CNN reported that Russian opposition activist Alexei Navalni spoke to an agent of the Russian Federal Security Agency's (FSB) poison team to obtain evidence of the assassination.



CNN said on the 21st (local time) that it has confirmed the identity of 6-10 FSB poison team agents who have followed Navalni for more than three years with the British exploration media'Bellingett' and Germany's Despiegel.



CNN asked poison team agents about the assassination of Navalni, but they said they declined to respond.



In response, Navalni himself deceived his status as a senior official of the Russian National Security Council (NSC) and spoke to an agent named Constantine Kudriavchev.



Navalni's phone number was indicated by the phone number of the FSB headquarters, and Navalni tricked Kudriavchev to analyze the cause of the assassination failure and report it to the top.

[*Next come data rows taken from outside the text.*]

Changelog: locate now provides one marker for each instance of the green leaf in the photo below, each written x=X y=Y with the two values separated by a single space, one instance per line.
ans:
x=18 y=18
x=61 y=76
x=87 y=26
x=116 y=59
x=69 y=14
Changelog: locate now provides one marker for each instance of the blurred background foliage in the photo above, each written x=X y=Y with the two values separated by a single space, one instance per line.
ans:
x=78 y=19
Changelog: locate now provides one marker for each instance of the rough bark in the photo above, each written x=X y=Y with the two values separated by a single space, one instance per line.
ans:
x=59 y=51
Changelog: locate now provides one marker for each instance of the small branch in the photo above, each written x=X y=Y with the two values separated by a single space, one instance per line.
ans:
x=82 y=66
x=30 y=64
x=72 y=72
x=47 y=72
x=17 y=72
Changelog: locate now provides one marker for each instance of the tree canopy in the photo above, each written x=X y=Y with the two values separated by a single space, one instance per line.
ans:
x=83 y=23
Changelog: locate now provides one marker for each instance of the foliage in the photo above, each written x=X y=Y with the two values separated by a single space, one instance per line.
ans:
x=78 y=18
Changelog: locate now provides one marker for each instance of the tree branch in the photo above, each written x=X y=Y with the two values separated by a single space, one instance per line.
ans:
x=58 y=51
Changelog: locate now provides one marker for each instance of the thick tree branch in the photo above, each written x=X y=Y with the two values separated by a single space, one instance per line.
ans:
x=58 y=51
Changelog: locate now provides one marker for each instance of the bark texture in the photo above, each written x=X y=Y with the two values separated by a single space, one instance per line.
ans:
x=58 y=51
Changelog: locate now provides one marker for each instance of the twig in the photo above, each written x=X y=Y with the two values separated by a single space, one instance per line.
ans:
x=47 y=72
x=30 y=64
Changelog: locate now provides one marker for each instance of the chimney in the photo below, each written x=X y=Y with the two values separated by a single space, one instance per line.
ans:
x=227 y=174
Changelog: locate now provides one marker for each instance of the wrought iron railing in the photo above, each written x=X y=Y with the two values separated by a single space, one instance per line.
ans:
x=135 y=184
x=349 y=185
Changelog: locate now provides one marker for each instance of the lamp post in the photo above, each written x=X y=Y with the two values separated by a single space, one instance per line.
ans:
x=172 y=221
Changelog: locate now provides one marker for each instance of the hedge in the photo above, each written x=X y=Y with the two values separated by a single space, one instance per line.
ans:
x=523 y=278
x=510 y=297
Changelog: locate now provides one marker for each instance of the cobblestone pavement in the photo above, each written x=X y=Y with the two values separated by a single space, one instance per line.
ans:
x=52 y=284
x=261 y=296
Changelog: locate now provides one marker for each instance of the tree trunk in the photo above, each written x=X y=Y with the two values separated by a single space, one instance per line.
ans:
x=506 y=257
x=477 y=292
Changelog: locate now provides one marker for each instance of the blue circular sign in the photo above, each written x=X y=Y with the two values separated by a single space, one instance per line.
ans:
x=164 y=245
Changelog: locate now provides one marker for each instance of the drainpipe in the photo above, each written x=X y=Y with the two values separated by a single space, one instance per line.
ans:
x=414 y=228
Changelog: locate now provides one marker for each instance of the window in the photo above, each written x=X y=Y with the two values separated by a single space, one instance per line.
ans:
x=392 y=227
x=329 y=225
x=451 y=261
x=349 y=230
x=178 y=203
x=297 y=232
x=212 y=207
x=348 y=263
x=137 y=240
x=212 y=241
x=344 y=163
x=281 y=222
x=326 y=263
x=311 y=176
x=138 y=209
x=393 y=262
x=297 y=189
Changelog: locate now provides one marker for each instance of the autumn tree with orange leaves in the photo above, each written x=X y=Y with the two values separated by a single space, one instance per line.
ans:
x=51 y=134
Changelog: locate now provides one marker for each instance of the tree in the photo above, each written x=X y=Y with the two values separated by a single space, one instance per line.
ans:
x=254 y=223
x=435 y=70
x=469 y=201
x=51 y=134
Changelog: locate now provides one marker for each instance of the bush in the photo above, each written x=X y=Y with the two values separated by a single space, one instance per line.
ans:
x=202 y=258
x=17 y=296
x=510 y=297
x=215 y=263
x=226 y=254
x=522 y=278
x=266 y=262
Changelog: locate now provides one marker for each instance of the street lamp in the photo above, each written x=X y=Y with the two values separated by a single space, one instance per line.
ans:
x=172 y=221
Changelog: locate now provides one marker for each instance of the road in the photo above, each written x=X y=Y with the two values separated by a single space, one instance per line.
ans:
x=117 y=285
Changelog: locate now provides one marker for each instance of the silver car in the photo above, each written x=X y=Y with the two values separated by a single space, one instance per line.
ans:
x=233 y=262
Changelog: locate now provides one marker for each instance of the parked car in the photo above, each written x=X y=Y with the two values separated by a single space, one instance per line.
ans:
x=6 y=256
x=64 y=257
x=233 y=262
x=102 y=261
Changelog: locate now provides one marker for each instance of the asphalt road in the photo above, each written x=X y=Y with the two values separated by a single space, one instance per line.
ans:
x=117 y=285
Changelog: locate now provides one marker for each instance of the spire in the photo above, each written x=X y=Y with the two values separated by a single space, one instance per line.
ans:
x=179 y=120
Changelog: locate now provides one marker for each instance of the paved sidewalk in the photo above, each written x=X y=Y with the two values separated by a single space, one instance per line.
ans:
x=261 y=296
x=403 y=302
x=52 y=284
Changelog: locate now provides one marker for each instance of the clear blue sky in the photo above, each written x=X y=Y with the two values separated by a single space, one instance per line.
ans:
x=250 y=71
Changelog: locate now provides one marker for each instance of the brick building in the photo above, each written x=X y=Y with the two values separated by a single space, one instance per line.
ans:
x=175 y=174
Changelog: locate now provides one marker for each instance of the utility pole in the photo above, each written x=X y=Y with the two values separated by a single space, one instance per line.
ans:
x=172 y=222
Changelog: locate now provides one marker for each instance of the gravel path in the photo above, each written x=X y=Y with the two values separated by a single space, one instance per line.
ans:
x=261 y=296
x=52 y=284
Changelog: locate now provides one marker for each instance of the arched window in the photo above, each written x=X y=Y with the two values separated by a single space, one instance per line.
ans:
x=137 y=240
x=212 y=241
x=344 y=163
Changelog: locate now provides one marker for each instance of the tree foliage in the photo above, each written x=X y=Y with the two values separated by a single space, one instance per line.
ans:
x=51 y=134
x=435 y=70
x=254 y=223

Kudriavchev, who believed he was a high-ranking official at the FSB, revealed the full picture of the assassination operation, CNN said.



Call logs revealed that the Tox Team tried to assassinate Navalni by putting a nerve agent in his underwear.



When asked how Navalni used nerve agents, Kudriavchev replied "underwear."



Once again, when Navalni asked exactly where the nerve agent was applied, Kudriavchev replied, "The inner groin of the underwear."



The assassination team was convinced that Navalni would die on a plane to Moscow, CNN said.



Navalni showed signs of poisoning on board while traveling from Tomsk, Siberia to Moscow on a domestic flight in August, and the captain landed in Omsk, not Moscow.



"The flight time to Moscow was 3 hours, which is a long flight time," said Kudriavchev. "If the plane had not landed halfway, the result would have been different."



"We didn't all expect this to happen. I'm pretty sure everything was wrong."



When Navalni asked if the amount of the nerve agent was insufficient, Kudriavchev refuted, "As far as I know, we used a little more."



CNN contacted a poison expert and said that if the plane had flew to Moscow, Navalni would have died.



Kudriavchev went to Omsk on August 25, five days after the attempt to poison Navalni, to remove traces of his underwear, CNN said.



"When we arrived, the Omsk friends brought their underwear with the police," said Kudriavchev. "There were no traces left on the underwear."



When Navalni asked, "Wouldn't that be surprising about the clothes," Kudriavchev replied, "That's why we've been there so many times."



Responding to Navalni's claim that it had evidence of poisoning, the FSB said it was a planned'provocation' with the help of foreign intelligence agencies.



The FSB Public Affairs Office refuted to the Russian state-run Tas News that "the so-called'investigation' Navalni published on the Internet is a provocation designed to undermine the honor of the FSB and its employees."



The Public Affairs Office also stressed that "this would not be possible without the organizational and technical support of foreign intelligence agencies."



The FSB Public Affairs Office, claiming that the video of the call between Navalni and his employees was'fake', argued that the spoofing (a technique for changing phone numbers) Navalni used was a tool of a well-known foreign intelligence agency.